Le dynamisme entrepreneurial explose : au lieu d’un monopole sclérosé, les consommateurs allemands bénéficient des services d’environ 400 entreprises offrant des services universels et de 11 000 compagnies proposant d’autres services postaux, dépassant largement tous les autres pays européens.
Un modèle à adapter pour le Canada
Les économistes Geloso et Giguère proposent un plan de privatisation accéléré pour éviter les écueils allemands. Leur recommandation : distribuer 40% des actions aux employés dès la première année pour aligner leurs intérêts avec la performance de l’entreprise, puis ouvrir complètement le marché à la concurrence la deuxième année.
Cette approche éviterait le dépouillement d’actifs tout en créant des pressions concurrentielles salutaires. Les employés de l’entreprise, en tant qu’actionnaires, auraient de forts incitatifs à résister aux tentatives de dépouillement d’actifs.
Réponse aux préoccupations rurales
Concernant les services ruraux, l’étude propose une solution pragmatique : une compensation directe aux personnes concernées serait plus efficace et moins coûteuse que de subventionner le service avec des prix réglementés.
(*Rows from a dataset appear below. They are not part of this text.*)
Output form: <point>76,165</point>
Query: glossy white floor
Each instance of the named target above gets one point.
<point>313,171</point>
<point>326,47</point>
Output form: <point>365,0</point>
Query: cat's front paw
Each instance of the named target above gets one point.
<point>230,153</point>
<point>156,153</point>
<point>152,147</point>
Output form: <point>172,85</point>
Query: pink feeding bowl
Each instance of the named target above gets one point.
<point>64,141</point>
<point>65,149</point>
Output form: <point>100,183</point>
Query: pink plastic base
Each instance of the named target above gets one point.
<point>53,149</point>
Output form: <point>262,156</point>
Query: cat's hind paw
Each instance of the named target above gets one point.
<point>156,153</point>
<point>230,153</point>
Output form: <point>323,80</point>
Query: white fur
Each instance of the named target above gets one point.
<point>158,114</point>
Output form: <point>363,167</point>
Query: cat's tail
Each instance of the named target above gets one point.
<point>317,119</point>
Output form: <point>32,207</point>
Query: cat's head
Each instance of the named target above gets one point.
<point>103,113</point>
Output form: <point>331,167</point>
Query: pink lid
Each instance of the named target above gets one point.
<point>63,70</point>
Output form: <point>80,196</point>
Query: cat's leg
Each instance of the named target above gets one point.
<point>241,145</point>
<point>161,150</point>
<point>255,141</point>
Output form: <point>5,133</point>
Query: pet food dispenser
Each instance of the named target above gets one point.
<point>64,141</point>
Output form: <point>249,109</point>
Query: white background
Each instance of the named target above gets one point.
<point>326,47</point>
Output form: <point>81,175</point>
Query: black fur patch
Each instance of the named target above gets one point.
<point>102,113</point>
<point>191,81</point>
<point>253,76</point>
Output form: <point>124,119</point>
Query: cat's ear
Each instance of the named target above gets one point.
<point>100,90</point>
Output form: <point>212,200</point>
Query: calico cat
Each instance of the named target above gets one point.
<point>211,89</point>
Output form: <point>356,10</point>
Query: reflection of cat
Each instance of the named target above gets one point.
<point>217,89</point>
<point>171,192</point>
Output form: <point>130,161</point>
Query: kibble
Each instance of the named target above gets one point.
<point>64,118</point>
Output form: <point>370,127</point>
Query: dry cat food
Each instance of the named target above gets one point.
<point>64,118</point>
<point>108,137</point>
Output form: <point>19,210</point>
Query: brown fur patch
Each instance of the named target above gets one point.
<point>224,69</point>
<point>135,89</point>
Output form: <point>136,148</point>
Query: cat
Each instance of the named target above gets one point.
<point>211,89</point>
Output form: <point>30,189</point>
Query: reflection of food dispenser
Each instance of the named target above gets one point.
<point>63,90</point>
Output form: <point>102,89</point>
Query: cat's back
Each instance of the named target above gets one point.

L’amélioration de la déduction fiscale pour les résidents du Nord pourrait compenser les tarifs postaux plus élevés.
L’évidence des chiffres
La réforme allemande a forcé Deutsche Post à réduire ses effectifs de près de 50% entre 1990 et 2004 tout en améliorant son efficacité. Cette rationalisation, impossible dans un monopole public soumis aux pressions politiques, devient naturelle dans un environnement concurrentiel.
Les économistes sont formels : la privatisation tend à être plus réussie pour réduire les coûts d’exploitation lorsqu’elle s’accompagne de libéralisation permettant la concurrence.
L’urgence de changer de paradigme
Le problème de Postes Canada est simple : quand on n’a pas de concurrence, on n’a pas besoin de bien performer. Sa part de marché des colis est passée de 62% en 2019 à seulement 24% en 2024, mais cela n’a rien changé pour sa direction ou ses employés, illustrant cette incapacité structurelle à s’adapter.
Pendant que les syndicats maintiennent leurs revendications irréalistes et que le gouvernement injecte des milliards pour maintenir artificiellement un monopole défaillant, ce sont les contribuables canadiens qui paient la note.
La question demeure : le Canada est-il prêt à abandonner définitivement l’idéal du service postal universel pour embrasser la logique de marché ? Cette grève pourrait bien être le dernier soubresaut d’un modèle à bout de souffle, ou le signal d’alarme nécessaire pour repenser entièrement notre rapport au service public. Dans un cas comme dans l’autre, l’heure des demi-mesures semble révolue.